Fun is also a means of subversion in China, especially when it comes to language. In the early 2000s, as online censors banned certain characters, computer users got around the state by switching to homophones. To mock the notion of a “harmonious society,” a Maospeak phrase popularized during Hu Jintao’s rule, they joked about crustaceans—hexie, river crab, is pronounced similarly to hexie, harmony. “Serve the people” became “smog the people.” Both contain the sound wu. The characters were neighbors in an input drop-down menu.
Alarmed by the proliferation of online sarcasm, the central government went so far as to ban homophones and other wordplay. So dissidents turned to other means of dissemination. “Activists saw new opportunities in video as it became easier and cheaper on cameras and phones to record, view, and also distribute,” said Dechen Pemba, a Tibetan human rights activist in London who edits the site High Peaks Pure Earth. But by the late aughts, the Communist Party had embarked on a quest to master speech technologies—one that ran in parallel with iFlytek’s growth as a consumer voice company.
In 2009, Meng Jianzhu, the head of China’s Ministry of Public Security, traveled to Hefei and visited iFlytek’s headquarters. According to a report posted on the central government’s website, he spoke there of the need for “public security organs to closely cooperate with technology companies” to create “prevention and control systems.” As the CCP has amped up its surveillance capabilities over the past decade, it has installed millions of cameras, introduced electronic ID cards and real-name registration online, and built tech-driven “smart” cities. iFlytek’s technology has helped the government to integrate audio signals into this network of digital surveillance, according to Human Rights Watch.

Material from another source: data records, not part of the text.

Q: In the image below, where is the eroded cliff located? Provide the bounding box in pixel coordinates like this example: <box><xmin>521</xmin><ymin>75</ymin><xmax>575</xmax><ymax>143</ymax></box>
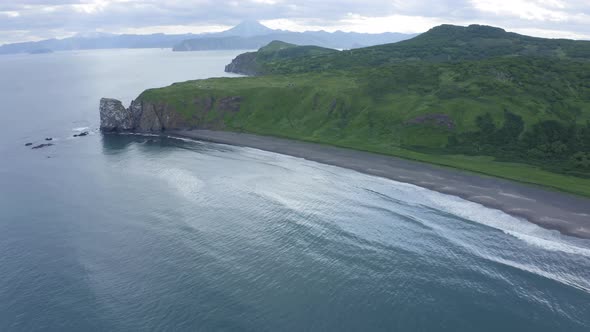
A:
<box><xmin>99</xmin><ymin>96</ymin><xmax>242</xmax><ymax>132</ymax></box>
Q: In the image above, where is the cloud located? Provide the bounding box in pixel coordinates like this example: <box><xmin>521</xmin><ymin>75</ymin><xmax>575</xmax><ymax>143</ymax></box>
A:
<box><xmin>0</xmin><ymin>0</ymin><xmax>589</xmax><ymax>44</ymax></box>
<box><xmin>471</xmin><ymin>0</ymin><xmax>568</xmax><ymax>21</ymax></box>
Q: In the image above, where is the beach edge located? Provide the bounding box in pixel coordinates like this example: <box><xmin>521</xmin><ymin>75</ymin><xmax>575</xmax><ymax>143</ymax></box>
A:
<box><xmin>166</xmin><ymin>129</ymin><xmax>590</xmax><ymax>240</ymax></box>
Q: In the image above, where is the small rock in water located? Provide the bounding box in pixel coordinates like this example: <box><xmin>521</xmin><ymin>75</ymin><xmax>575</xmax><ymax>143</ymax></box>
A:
<box><xmin>74</xmin><ymin>131</ymin><xmax>89</xmax><ymax>137</ymax></box>
<box><xmin>45</xmin><ymin>138</ymin><xmax>53</xmax><ymax>141</ymax></box>
<box><xmin>32</xmin><ymin>143</ymin><xmax>54</xmax><ymax>150</ymax></box>
<box><xmin>25</xmin><ymin>143</ymin><xmax>33</xmax><ymax>146</ymax></box>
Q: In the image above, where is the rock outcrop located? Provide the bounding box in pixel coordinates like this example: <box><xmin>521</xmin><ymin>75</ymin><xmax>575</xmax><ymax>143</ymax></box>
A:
<box><xmin>100</xmin><ymin>98</ymin><xmax>133</xmax><ymax>131</ymax></box>
<box><xmin>32</xmin><ymin>143</ymin><xmax>54</xmax><ymax>149</ymax></box>
<box><xmin>99</xmin><ymin>96</ymin><xmax>242</xmax><ymax>133</ymax></box>
<box><xmin>100</xmin><ymin>98</ymin><xmax>171</xmax><ymax>132</ymax></box>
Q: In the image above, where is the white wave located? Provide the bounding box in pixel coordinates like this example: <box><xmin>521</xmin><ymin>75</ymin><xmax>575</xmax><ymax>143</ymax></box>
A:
<box><xmin>72</xmin><ymin>127</ymin><xmax>89</xmax><ymax>132</ymax></box>
<box><xmin>499</xmin><ymin>191</ymin><xmax>536</xmax><ymax>202</ymax></box>
<box><xmin>505</xmin><ymin>231</ymin><xmax>590</xmax><ymax>257</ymax></box>
<box><xmin>165</xmin><ymin>135</ymin><xmax>195</xmax><ymax>143</ymax></box>
<box><xmin>420</xmin><ymin>189</ymin><xmax>590</xmax><ymax>258</ymax></box>
<box><xmin>339</xmin><ymin>171</ymin><xmax>590</xmax><ymax>258</ymax></box>
<box><xmin>150</xmin><ymin>137</ymin><xmax>590</xmax><ymax>259</ymax></box>
<box><xmin>158</xmin><ymin>168</ymin><xmax>204</xmax><ymax>201</ymax></box>
<box><xmin>486</xmin><ymin>255</ymin><xmax>590</xmax><ymax>293</ymax></box>
<box><xmin>506</xmin><ymin>208</ymin><xmax>533</xmax><ymax>214</ymax></box>
<box><xmin>122</xmin><ymin>132</ymin><xmax>160</xmax><ymax>138</ymax></box>
<box><xmin>468</xmin><ymin>195</ymin><xmax>497</xmax><ymax>201</ymax></box>
<box><xmin>356</xmin><ymin>177</ymin><xmax>590</xmax><ymax>292</ymax></box>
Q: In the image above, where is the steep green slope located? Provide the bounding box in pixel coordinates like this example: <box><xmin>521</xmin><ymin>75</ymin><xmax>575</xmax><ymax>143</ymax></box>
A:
<box><xmin>139</xmin><ymin>56</ymin><xmax>590</xmax><ymax>193</ymax></box>
<box><xmin>252</xmin><ymin>25</ymin><xmax>590</xmax><ymax>75</ymax></box>
<box><xmin>132</xmin><ymin>24</ymin><xmax>590</xmax><ymax>196</ymax></box>
<box><xmin>224</xmin><ymin>41</ymin><xmax>338</xmax><ymax>75</ymax></box>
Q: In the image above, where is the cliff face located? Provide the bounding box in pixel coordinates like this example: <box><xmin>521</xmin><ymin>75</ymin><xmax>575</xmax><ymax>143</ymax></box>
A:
<box><xmin>99</xmin><ymin>98</ymin><xmax>133</xmax><ymax>131</ymax></box>
<box><xmin>99</xmin><ymin>96</ymin><xmax>242</xmax><ymax>132</ymax></box>
<box><xmin>100</xmin><ymin>98</ymin><xmax>188</xmax><ymax>132</ymax></box>
<box><xmin>224</xmin><ymin>52</ymin><xmax>259</xmax><ymax>75</ymax></box>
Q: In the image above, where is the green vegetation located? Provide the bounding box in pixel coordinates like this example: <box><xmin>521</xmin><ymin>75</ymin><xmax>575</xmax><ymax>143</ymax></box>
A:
<box><xmin>225</xmin><ymin>41</ymin><xmax>337</xmax><ymax>75</ymax></box>
<box><xmin>253</xmin><ymin>25</ymin><xmax>590</xmax><ymax>75</ymax></box>
<box><xmin>139</xmin><ymin>24</ymin><xmax>590</xmax><ymax>197</ymax></box>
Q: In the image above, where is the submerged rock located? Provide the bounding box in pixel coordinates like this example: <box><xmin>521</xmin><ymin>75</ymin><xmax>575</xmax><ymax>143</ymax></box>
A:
<box><xmin>25</xmin><ymin>143</ymin><xmax>33</xmax><ymax>146</ymax></box>
<box><xmin>45</xmin><ymin>137</ymin><xmax>53</xmax><ymax>141</ymax></box>
<box><xmin>74</xmin><ymin>131</ymin><xmax>89</xmax><ymax>137</ymax></box>
<box><xmin>32</xmin><ymin>143</ymin><xmax>54</xmax><ymax>149</ymax></box>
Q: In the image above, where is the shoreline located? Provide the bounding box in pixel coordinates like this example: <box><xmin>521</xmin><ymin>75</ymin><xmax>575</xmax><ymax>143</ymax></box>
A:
<box><xmin>168</xmin><ymin>129</ymin><xmax>590</xmax><ymax>240</ymax></box>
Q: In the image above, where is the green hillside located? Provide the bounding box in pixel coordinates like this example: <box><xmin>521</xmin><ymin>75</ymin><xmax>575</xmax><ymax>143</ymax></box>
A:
<box><xmin>225</xmin><ymin>41</ymin><xmax>338</xmax><ymax>75</ymax></box>
<box><xmin>247</xmin><ymin>25</ymin><xmax>590</xmax><ymax>75</ymax></box>
<box><xmin>137</xmin><ymin>24</ymin><xmax>590</xmax><ymax>196</ymax></box>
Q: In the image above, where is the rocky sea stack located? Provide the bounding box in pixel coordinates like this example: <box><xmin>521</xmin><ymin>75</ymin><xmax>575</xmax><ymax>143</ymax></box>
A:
<box><xmin>99</xmin><ymin>96</ymin><xmax>242</xmax><ymax>133</ymax></box>
<box><xmin>99</xmin><ymin>97</ymin><xmax>186</xmax><ymax>132</ymax></box>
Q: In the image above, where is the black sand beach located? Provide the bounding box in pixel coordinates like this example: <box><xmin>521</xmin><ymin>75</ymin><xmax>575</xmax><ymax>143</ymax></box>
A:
<box><xmin>170</xmin><ymin>129</ymin><xmax>590</xmax><ymax>239</ymax></box>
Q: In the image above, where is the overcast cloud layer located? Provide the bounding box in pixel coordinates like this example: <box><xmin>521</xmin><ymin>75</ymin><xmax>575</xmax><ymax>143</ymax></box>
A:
<box><xmin>1</xmin><ymin>0</ymin><xmax>589</xmax><ymax>44</ymax></box>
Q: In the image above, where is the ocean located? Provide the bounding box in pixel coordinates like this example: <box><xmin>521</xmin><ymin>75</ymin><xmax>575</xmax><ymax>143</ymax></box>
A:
<box><xmin>0</xmin><ymin>49</ymin><xmax>589</xmax><ymax>331</ymax></box>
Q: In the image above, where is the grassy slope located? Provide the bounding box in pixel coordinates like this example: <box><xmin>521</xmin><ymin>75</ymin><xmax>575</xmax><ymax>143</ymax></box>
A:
<box><xmin>140</xmin><ymin>55</ymin><xmax>590</xmax><ymax>196</ymax></box>
<box><xmin>226</xmin><ymin>41</ymin><xmax>338</xmax><ymax>75</ymax></box>
<box><xmin>260</xmin><ymin>25</ymin><xmax>590</xmax><ymax>75</ymax></box>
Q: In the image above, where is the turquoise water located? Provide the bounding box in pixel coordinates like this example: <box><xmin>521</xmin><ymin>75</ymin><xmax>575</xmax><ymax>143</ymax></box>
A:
<box><xmin>1</xmin><ymin>49</ymin><xmax>589</xmax><ymax>331</ymax></box>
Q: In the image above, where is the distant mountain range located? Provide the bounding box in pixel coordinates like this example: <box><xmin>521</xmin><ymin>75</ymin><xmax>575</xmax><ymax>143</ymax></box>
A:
<box><xmin>0</xmin><ymin>20</ymin><xmax>416</xmax><ymax>55</ymax></box>
<box><xmin>173</xmin><ymin>20</ymin><xmax>416</xmax><ymax>51</ymax></box>
<box><xmin>0</xmin><ymin>32</ymin><xmax>196</xmax><ymax>55</ymax></box>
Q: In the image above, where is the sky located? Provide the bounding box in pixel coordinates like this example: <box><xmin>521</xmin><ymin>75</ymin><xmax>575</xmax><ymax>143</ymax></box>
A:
<box><xmin>1</xmin><ymin>0</ymin><xmax>589</xmax><ymax>44</ymax></box>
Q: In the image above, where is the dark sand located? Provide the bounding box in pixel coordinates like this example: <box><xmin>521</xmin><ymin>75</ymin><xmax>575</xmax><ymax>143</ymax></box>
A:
<box><xmin>170</xmin><ymin>130</ymin><xmax>590</xmax><ymax>239</ymax></box>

The company is emblematic of a broader Chinese government effort called “military-civil fusion,” which aims to harness advances in China’s tech sector for military might. “iFlytek is contributing to military-civil fusion quite actively,” says Elsa Kania, a fellow at the Center for a New American Security in Washington, DC, who studies artificial intelligence in China. “There are elements of the company that pursue consumer applications, but the public security, policing, and defense-oriented applications appear to be significant as well.” The company has promoted its products to the People’s Liberation Army, according to testimony that Kania presented to Congress last year. She adds, “It’s not clear that there are firewalls or divisions” between consumer and other state-oriented applications. (The spokesperson reached through Chartwell Strategy Group said that iFlytek does not develop military technologies and would not comment on the company’s security work or on whether data gathered through iFlytek’s consumer products is firewalled from its government projects. )
For the CCP, monitoring speech appears to be about more than censorship. “The collection of voice and video data assists with identifying people, networks, how people speak, what they care about, and what are the trends,” says Samantha Hoffman, an analyst at the Australian Strategic Policy Institute’s Cyber Centre in Canberra.
iFlytek has patented a system that can sift through large volumes of audio and video in order to identify files that have been copied or reposted—part of an operation that the patent explains as “very important in information security and monitoring public opinion.” iFlytek responded that “analyzing audio and video data can have a number of potential applications, including identifying popular songs, detecting spam callers, etc.”
But iFlytek does enable security work. In 2012 the Ministry of Public Security purchased machines from iFlytek focused on intelligent voice technology. The ministry chose Anhui province, where iFlytek is headquartered, as one of the pilot locations for compiling a voice-pattern database—a catalog of people’s unique speech that would enable authorities to identify speakers by the sound of their voice.
The project relies on an iFlytek product called the Forensic Intelligent Audio Studio, a workstation that includes speakers, a microphone, and a desktop tower. The unit, which according to a 2016 local government procurement announcement sells for around $1,700, can identify people based on the unique characteristics of their voices. An iFlytek white paper uploaded online in 2013 touts voiceprint or speaker recognition as the “only biometric identification method that can be operated remotely,” noting that “in the defense field, voiceprint identification technology can detect whether there are key speakers in a telephone conversation and then track the content of the conversation.” The workstation can take a snippet of audio, compare it against the voices of 200 speakers, and pick out the person talking in under two seconds, according to the white paper.